Pagai is a SQL database inspection tool implemented in Python. In particular, it is used to find joins between tables, determine column types (first name, medical code, etc) rank columns in certain contexts.
This projet is tightly linked to Pyrog, which serves as its web client.
A staging version of Pagai is available through its web client here: https://pyrog.staging.arkhn.org
- Set up and start your virtualenv
- Launch the server:
FLASK_RUN_PORT=4000 FLASK_APP=pagai/app flask run
- Visit
http://localhost:4000/init/<database_name>
to start database analysis
The pagai combines two advanced tools:
The column classifier is a generic machine learning model which is used to determine the information contained in a column, that we call the functional type. Example of types are firstname
, name
, address
, city
, id
, date
, and code
(like M/F genders). Our approach is to build sufficiently robust models that consider all this types as distinct but equivalent classes: this means that we won't provide a regex to extract a date for instance. Moreover, we focus on the column scale and not on the single item scale. This helps us to make the most of column data distributions and statistical signature of different types.

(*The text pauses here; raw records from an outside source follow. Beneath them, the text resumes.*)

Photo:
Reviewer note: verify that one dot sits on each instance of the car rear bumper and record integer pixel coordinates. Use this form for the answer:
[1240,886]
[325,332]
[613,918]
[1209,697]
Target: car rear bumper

The strength of the classifier is that it can run different ML models under the hood. The current model is a RandomClassifier based on enhanced ngrams, but we're building a RNN-based model as well.

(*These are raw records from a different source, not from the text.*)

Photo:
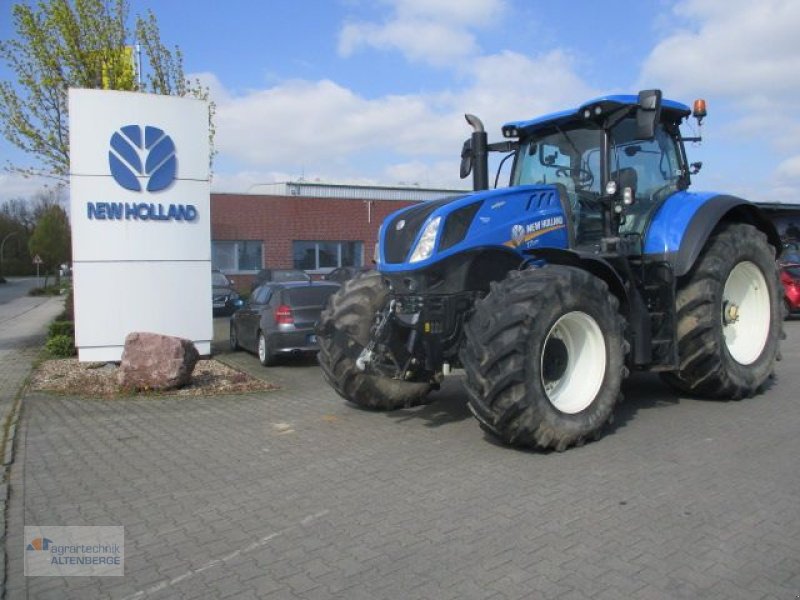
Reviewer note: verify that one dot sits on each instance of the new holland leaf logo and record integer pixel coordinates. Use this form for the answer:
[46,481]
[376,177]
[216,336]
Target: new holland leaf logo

The dependency graph builder finds links between tables within a database, based on potential joins that could occur. This tool helps understanding which tables are linked with each other, like for example a table with patients and another with patient contact persons in case of emergency.
Merging this two tools is the real strength of the pagai project. Indeed it is possible to query the database with the engine to retrieve interesting columns. The search is based on a score allocated to each column, which depends on the relevance of the functional type and the distance in the dependency graph to the table we're considering (like patient
for example). In addition, we have also added a fuzzy matching algorithm on the table and column name to update the score and return the most relevant columns.

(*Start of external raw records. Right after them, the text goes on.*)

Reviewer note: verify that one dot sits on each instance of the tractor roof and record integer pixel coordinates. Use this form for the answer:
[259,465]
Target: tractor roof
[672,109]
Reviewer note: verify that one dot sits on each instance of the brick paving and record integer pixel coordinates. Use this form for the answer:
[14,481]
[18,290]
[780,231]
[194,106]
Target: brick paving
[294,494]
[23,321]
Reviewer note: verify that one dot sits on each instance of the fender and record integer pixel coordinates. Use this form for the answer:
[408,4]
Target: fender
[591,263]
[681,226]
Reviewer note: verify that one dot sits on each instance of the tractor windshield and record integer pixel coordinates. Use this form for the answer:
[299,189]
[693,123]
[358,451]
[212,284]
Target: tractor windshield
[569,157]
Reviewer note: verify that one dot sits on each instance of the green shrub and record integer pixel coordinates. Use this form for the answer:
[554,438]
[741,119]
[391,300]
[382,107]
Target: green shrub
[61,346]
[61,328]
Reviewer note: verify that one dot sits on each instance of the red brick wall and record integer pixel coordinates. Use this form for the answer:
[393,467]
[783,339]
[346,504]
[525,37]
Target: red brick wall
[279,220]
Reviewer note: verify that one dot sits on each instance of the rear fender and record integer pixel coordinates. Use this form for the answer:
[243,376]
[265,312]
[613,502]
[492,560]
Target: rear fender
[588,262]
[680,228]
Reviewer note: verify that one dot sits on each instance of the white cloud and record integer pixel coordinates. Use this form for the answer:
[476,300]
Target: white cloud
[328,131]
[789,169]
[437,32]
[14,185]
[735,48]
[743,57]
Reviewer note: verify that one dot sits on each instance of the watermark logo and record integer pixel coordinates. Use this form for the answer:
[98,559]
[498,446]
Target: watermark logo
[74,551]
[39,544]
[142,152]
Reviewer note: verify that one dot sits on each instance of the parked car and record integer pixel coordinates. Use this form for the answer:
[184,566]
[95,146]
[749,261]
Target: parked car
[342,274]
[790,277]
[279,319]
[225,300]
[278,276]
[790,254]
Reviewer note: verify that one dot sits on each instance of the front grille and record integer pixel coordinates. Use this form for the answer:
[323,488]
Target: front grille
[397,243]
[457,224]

With this, we can answer questions like:
-
"Give me the date of birth of patient"
Api call
api/search/date/patient/birth
-
"Give me the relation type between the patient and its contact person (husband, child, etc)"
Api call
api/search/code/patient/relation
NB: We mean the location of the column which has this information
The api syntax is explained in the next section.
To make this tool easy to use for the largest number of people, with have built an api with the following structure:
api/search/<functional_type>/<reference_table>/<keyword_column>
Parameters:
- functional_type:
firstname
,name
,address
,city
,id
,date
,code
and those of your imagination - reference_table: the reference table for the dependency graph (
patient
in the examples above) - keyword_column: keywords to match column or table names with fuzzy matching (ex:
birth
->birthdate
)
As for now, we're training our engine on a simplified version of the MIMIC dataset extended with firstname, name and address data.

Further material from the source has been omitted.